We did persist with our social lives - we would go to BBQs and see our friends and have coffees and play dates and so forth, and feel out of touch with what everyone else was doing.  I felt like I had no social skills anymore. While everyone was planning holidays and doing renovations and applying for promotions, we were now in a 3 weekly cycle of chemo, stuck in Melbourne with occasional trips to the beach house. Hunter had to defer his study. We talked a lot about cancer, and treatment.  We were very boring company.  We found ourselves rudely unsympathetic to the normal everyday difficulties of modern life. Topics of conversation such as long commute times, creche waiting lists, how tired you feel after an 8k run, the problems with the new iPhone upgrade, made us impatiently roll our eyes. "Don't you know what a real problem is?" I felt like saying sometimes. Of course, it was just straight up jealousy. I actually loved hearing about all these normal problems people were having. 

We were unable to see past the end of treatment. We didn’t even know when or what the end of treatment would be. The doctors had said that it was likely that I would need radiation therapy after chemo.  If that didn’t do the job, then salvage chemo (super strong chemo) and a stem cell transplant would follow.  That would be a really serious development, taking  us well into 2016; making BEACOPP chemo look like a walk in the park, and trashing the odds of my long term survival. For now, the odds were still in our favour (97% of Hodgkin Lymphoma patients in my age group survive) but there was no clear endpoint.  And as I said, even if treatment was a raging success, Lymphoma would stalk me for the rest of my life.  

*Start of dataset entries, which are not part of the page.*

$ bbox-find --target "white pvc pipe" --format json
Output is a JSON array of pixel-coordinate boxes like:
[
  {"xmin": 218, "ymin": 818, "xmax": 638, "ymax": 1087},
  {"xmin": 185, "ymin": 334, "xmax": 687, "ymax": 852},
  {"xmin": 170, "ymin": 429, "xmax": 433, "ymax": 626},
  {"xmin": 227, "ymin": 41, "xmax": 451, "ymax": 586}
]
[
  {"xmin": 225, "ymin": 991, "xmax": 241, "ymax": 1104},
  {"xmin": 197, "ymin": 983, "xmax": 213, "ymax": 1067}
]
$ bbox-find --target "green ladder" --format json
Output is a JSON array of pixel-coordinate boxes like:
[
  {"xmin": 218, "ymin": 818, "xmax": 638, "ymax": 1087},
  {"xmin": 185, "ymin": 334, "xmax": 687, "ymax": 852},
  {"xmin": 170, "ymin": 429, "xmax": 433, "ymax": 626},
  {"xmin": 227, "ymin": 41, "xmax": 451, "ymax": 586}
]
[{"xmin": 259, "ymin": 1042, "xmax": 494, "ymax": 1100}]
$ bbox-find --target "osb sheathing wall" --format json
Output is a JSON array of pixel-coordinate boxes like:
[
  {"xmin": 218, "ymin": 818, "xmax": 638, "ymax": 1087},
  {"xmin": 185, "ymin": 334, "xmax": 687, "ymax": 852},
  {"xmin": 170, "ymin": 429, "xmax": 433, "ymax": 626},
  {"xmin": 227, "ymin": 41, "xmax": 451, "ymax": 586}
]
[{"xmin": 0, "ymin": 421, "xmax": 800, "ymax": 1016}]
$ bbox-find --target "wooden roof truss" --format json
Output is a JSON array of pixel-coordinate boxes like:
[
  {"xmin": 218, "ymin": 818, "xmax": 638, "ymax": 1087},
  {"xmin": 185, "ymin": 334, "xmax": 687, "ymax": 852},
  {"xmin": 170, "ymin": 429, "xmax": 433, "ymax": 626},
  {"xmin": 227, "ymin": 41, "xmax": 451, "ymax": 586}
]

So. I persisted with the scarves, and I never once wore the wig.  It’s personal for everyone. It's about how you project yourself. It's about cost and time and whether you can be bothered. And it's about whether you want to feel normal, or believe that you could feel normal, and believe that the wig is up to the job.  

4 comments:

  1. Well said Emmy. I frazzled the fringe of my wig getting sausage rolls out of the oven at Inverloch on the evening of Mark's 21st. Fortunately it was still wearable but I was out of it very soon after. My face definitely could not stand baldness the way yours does Emma. You look absolutely amazing.I never felt normal either really, but it did stop the pitying stares and enabled me,as you say, to continue teaching while I had treatment. It is a very personal choice.